Why it's not blocking

At the current scale (~1011 entries), the BVH still functions:

  • Sentinel half-subtrees are degenerate-AABB-rejected at the top of the tree very cheaply (~1 AABB test per skipped subtree).
  • The real-leaf subtree has ~10 levels of descent (log2(1024)), all of which are real AABB tests.
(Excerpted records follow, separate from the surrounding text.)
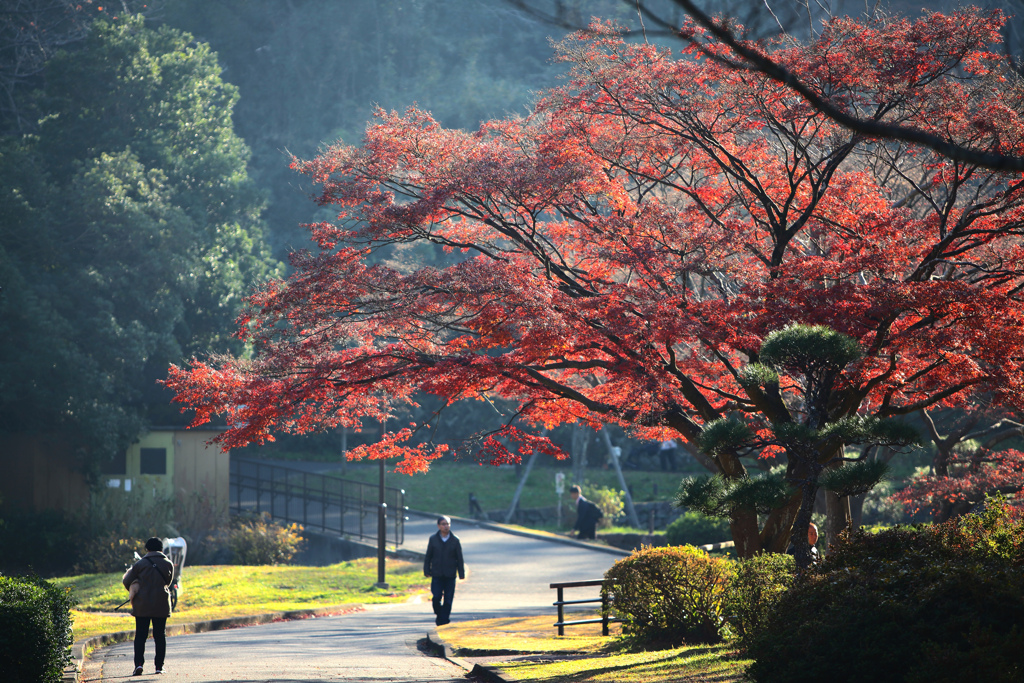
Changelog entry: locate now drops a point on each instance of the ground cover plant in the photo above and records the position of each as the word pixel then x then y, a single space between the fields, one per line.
pixel 671 595
pixel 528 649
pixel 35 629
pixel 217 592
pixel 937 603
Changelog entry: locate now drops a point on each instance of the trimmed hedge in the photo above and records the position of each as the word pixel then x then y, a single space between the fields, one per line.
pixel 671 594
pixel 35 629
pixel 933 604
pixel 755 590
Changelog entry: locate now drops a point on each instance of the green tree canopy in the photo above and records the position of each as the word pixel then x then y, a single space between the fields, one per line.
pixel 129 229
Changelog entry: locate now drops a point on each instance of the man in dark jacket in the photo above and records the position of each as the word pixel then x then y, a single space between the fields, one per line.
pixel 587 514
pixel 442 563
pixel 152 601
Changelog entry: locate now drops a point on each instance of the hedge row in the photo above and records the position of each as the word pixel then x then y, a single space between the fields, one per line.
pixel 35 629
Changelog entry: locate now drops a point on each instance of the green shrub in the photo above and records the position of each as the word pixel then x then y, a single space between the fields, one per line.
pixel 938 603
pixel 35 629
pixel 671 594
pixel 696 529
pixel 758 585
pixel 260 541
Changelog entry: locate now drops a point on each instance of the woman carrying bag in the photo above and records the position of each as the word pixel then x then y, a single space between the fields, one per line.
pixel 151 601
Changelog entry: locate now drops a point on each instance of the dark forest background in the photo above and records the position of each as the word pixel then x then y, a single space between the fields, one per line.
pixel 144 185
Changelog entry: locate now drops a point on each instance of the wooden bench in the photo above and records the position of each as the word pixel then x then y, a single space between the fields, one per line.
pixel 604 620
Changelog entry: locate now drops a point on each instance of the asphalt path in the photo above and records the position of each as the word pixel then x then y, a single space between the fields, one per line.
pixel 507 575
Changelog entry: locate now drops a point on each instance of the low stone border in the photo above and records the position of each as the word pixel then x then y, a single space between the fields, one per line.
pixel 553 538
pixel 482 672
pixel 81 647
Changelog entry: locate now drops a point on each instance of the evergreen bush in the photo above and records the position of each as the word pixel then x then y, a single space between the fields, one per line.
pixel 257 540
pixel 35 629
pixel 938 603
pixel 671 594
pixel 756 588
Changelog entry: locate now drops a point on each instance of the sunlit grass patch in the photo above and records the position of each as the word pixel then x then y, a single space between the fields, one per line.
pixel 526 635
pixel 529 649
pixel 220 592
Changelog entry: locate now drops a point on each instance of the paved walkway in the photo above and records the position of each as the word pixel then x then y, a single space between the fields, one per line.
pixel 508 575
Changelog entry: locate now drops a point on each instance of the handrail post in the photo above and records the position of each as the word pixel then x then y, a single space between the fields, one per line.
pixel 561 611
pixel 604 611
pixel 259 486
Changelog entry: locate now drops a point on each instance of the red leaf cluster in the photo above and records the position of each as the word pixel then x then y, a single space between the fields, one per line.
pixel 619 255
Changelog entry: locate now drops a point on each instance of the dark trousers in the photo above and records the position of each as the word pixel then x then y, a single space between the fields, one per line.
pixel 442 590
pixel 159 637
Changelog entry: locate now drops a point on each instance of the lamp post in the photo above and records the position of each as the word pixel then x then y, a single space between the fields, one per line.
pixel 381 530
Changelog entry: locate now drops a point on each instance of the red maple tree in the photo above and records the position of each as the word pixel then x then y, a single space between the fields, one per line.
pixel 621 254
pixel 969 464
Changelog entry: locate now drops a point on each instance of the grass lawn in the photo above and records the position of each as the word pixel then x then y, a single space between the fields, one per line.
pixel 528 649
pixel 446 486
pixel 218 592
Without spatial coherence the AABBs are looser than a properly-sorted BVH, but they still bound the geometry.
  • Ray-vs-triangle work dominates anyway; BVH traversal is a small fraction of the per-pixel cost.

Headroom: LBVH_MAX = 16384. If the application pushes much past ~4000 real entries this stops being acceptable and the sort needs to actually work.

Acceptance criteria for "fixed"

  • The diagnostic repro (3DForts: fire a projectile near the fort) shows no flicker at all.
  • The sort produces output ordered by (morton16, tlasIndex) ascending.
  • A unit test (CPU oracle vs GPU output) passes for at least three histogram distributions: all-uniform, all-in-one-bucket, and the 3DForts-style "one small object next to a tight cluster".